Lots of chatter about Stephen Colbert's White House Correspondents' Dinner address. Some thought it was boring and unfunny, some thought it not terribly funny but gutsy, some though it "crossed the line," and some thought it was both funny and an incredible display of courage. Personally, I applaud him. I wish more people had the guts to stand up and say what's really going on. Totally unsurprising that he bombed: neither politicians nor their attendant journalists have a sense of humor beyond the facile. They're too full of self-importance to either get or appreciate mocking and irony.
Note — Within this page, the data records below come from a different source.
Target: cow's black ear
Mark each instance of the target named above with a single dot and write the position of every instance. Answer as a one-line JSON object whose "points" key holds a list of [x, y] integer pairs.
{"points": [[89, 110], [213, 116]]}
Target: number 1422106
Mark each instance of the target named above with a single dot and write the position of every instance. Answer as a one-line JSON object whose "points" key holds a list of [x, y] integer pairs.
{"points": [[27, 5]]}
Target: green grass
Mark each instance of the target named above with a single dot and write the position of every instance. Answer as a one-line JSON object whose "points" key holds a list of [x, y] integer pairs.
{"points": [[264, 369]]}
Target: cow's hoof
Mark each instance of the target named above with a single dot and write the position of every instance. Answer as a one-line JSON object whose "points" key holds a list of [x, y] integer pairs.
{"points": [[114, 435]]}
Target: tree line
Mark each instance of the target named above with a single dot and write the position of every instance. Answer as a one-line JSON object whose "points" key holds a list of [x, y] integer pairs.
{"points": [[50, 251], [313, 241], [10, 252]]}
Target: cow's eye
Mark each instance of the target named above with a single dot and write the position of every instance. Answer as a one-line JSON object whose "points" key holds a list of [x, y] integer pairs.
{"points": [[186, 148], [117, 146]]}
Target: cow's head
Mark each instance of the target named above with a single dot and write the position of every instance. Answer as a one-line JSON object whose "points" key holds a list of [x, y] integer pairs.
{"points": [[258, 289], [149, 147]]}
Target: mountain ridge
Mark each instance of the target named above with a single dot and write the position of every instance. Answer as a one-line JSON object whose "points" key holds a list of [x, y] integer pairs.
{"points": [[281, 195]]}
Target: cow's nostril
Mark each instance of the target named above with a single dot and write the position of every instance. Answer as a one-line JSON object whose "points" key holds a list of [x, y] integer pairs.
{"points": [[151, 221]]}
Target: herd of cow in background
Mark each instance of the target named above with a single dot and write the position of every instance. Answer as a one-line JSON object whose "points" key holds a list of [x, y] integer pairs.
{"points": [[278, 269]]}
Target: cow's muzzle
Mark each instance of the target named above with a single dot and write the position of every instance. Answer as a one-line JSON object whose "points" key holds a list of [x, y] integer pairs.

Unfortunately, as great as Colbert's speech was, I don't think it'll change anything. The press will keep on kowtowing and navel-gazing and self-congratulating, the President and his groupies will keep on thinking he was sent by God, and the anti-Bush people will still hate Bush. Still, it needed to be said, and I salute Stephen Colbert for saying it.
BTW, does it creep anyone else out that the only Washington insider who seemed to be laughing, even at himself, was Justice Antonin Scalia? I guess when you're that evil, you can acknowledge your own evilness and find it funny. Cheney was probably yucking it up in an undisclosed location.
(Oh, and to tie it all in with the bird theme I've got going, Stephen has his own namesake bald eagle.)
3 comments:
I am glad that he gave that speech.
Scalia is probably on drugs.
El: Like I said, I guess it's easier for evil to laugh at itself. They're evil, what do they care? Just look at all the jolly villains in movies and comic books.
Gayprof: Not to beat a dead horse, but the only drug I'd say Scalia's on is Eviltonin!
I loathe the Scalina, but it is true, he can laugh at himself, marking his one, distant, barely visible, microscopic, but laudable quality.